Van Heerden realized Katrina didn’t impact all of SMU’s students, but he said, “we are all still extremely vulnerable” to hurricane damage. The Corps of Engineers, which built the levees in New Orleans, built many others across the nation. Places like Galveston, Houston, Miami, Tampa and Long Island are all susceptible to flooding, according to Van Heerden.

To prevent future catastrophes, Van Heerden and his team of experts have devised a surge protection plan. Van Heerden envisions “well-designed burrier levees to protect homes and infrastructure,” and he wants to restore the wetlands and barrier islands to protect the mainland. He also advocates building floodgates much like ones in the Netherlands to control the water flow.

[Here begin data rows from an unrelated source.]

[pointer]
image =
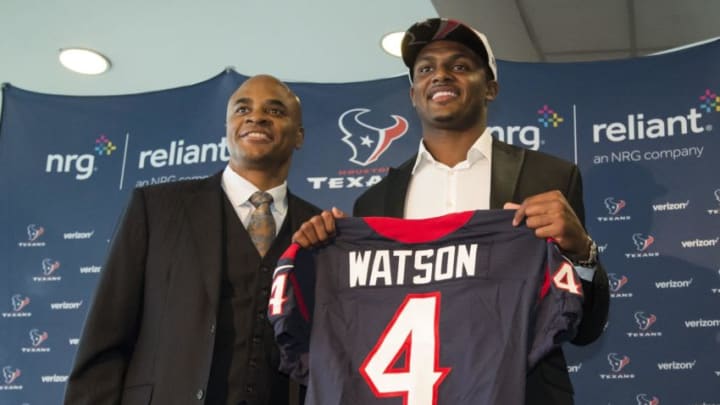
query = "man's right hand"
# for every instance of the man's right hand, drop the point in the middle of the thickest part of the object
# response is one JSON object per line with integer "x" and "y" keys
{"x": 318, "y": 229}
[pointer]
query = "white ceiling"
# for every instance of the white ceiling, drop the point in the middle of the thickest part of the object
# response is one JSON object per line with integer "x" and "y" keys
{"x": 160, "y": 44}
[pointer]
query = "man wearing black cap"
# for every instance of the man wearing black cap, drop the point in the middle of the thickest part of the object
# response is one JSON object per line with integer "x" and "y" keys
{"x": 459, "y": 166}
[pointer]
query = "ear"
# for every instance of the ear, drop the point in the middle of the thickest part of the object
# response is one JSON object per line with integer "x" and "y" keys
{"x": 492, "y": 90}
{"x": 300, "y": 138}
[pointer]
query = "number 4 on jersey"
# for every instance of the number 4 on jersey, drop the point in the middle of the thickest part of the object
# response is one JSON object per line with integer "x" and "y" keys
{"x": 412, "y": 335}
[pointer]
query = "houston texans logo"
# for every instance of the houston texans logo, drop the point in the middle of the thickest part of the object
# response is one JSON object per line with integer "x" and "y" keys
{"x": 37, "y": 337}
{"x": 10, "y": 374}
{"x": 643, "y": 400}
{"x": 49, "y": 266}
{"x": 34, "y": 232}
{"x": 617, "y": 363}
{"x": 642, "y": 242}
{"x": 613, "y": 206}
{"x": 18, "y": 302}
{"x": 616, "y": 282}
{"x": 644, "y": 321}
{"x": 368, "y": 142}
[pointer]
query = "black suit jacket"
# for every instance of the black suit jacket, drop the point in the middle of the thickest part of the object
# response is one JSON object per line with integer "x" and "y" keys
{"x": 150, "y": 333}
{"x": 516, "y": 174}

However, after several visits to Washington, Van Heerden has not received the funding he needs. The federal government wants one cohesive reconstruction plan out of Louisiana, and the state has failed thus far to create one.

Nevertheless, Van Heerden reminded his audience Wednesday night that although he lives in Louisiana, he is an American too, and “we deserve the best.”

Sophomore SMU student Erin Ramaker, who attended Van Heerden’s lecture, said, “It was a very intriguing lecture. I definitely would agree with Van Heerden’s statement that the problems associated with Katrina were linked to society and man-made issues. I found it incredibly interesting and somewhat heart breaking that people knew of certain problems with the levee system before the disaster. It almost shows how corrupt and amoral our society really is.”

Sophomore SMU student Matthew Heinrich added, “This had an important effect on SMU because we were able to meet and house so many of the Tulane students, many of which stayed here at SMU even after they were able to return [to New Orleans].”